Marja Simpson1, Deb Slinger2, Tania Moore3, Mehrshad Barary2, Hongtao Xing2, Allison Blake2
1 NSW Department of Primary Industries, Orange NSW, Australia, 2 NSW Department of Primary Industries, Wagga Wagga NSW, Australia, 3 NSW Department of Primary Industries, Griffith NSW, Australia
An understanding of the spatial and temporal distribution of abiotic factors, crop mega-environments, and their relationship to productivity can support focused research on genotype evaluation and breeding. The Northern Grains Region (NGR) is characterised by different climates ranging from tropical to subtropical in the north to temperate in the south, allowing production of a variety of grain crop genotypes.
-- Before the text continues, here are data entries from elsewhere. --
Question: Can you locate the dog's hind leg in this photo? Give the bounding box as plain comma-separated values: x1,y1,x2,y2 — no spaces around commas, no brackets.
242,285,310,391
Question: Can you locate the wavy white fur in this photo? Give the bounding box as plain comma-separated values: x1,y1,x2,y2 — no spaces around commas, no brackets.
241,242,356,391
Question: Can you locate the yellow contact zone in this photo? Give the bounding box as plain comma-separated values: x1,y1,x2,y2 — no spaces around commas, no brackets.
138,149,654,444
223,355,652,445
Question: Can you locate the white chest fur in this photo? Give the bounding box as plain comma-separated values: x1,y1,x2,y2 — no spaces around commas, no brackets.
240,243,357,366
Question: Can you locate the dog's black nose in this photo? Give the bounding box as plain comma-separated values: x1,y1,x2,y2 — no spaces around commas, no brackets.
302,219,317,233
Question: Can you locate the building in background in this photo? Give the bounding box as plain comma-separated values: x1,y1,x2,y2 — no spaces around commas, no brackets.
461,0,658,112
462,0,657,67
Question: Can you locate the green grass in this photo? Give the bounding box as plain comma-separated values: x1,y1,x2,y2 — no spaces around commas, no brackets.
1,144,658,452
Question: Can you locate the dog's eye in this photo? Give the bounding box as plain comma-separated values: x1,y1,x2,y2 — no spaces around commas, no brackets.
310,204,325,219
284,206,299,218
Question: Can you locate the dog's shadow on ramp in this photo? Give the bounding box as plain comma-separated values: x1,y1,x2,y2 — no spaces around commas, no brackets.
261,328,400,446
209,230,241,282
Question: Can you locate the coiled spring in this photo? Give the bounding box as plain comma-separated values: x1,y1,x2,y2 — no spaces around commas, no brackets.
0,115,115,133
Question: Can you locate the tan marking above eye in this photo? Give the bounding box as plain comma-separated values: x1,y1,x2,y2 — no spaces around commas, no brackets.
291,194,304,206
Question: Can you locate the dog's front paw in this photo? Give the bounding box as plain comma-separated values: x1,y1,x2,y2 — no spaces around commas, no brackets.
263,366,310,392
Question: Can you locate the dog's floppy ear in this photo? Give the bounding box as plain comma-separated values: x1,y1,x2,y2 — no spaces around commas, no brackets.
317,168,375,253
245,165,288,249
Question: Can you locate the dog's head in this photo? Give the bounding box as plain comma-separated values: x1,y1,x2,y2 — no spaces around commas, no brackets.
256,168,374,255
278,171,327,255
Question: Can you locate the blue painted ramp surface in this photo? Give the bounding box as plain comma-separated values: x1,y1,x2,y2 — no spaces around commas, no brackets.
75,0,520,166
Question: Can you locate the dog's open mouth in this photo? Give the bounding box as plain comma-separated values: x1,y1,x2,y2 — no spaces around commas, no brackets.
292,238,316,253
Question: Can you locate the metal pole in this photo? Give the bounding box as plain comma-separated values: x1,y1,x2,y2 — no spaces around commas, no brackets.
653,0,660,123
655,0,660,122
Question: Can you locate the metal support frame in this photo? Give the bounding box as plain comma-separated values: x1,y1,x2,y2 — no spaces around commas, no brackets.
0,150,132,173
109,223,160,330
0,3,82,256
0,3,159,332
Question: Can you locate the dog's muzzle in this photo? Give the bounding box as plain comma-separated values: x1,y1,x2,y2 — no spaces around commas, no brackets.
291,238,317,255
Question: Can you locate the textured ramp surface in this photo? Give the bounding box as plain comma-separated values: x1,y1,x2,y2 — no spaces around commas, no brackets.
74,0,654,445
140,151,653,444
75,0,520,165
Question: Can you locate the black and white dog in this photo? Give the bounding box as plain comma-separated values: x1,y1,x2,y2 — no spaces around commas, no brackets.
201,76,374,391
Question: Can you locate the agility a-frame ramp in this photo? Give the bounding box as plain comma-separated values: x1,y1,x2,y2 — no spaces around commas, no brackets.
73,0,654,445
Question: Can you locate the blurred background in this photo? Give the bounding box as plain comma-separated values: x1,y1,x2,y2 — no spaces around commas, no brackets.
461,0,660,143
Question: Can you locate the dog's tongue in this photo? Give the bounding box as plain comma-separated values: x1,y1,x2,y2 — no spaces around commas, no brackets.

In this study, we examined a range of spatial climatic data to show decadal trends across the NGR. Additionally, we used multi-environment trial (MET) data analysis to examine crop yield responses to genotype (G) and environment (E) aiming to identify different mega-environments (ME) across the more optimal canola growing region across the NGR. The spatial data analysis on average winter growing season rainfall for the last three decades showed a reduction in rainfall across large parts of the NGR and an increase in maximum temperatures with a spread in area particularly in the northern part of the NGR. The MET analysis across five years (2013–2017) for canola genotypes identified a clustering of trial locations into two MEs based on yields and climatic parameters, with ME1 being characterised by cooler average temperatures and higher rainfall during the pre and post-flowering period compared to ME2. Averaged yields over the five years were higher in ME1 than ME2. However, annual variability of growing season rainfall resulted in good yields for some ME2 locations in some years. The findings from this study showed that the larger canola growing environment across the NGR can be grouped into two MEs that potentially suit different genotypes. Knowledge of the climatic characteristics of canola MEs and their geographic boundary can support targeted research in terms of crop adaptation.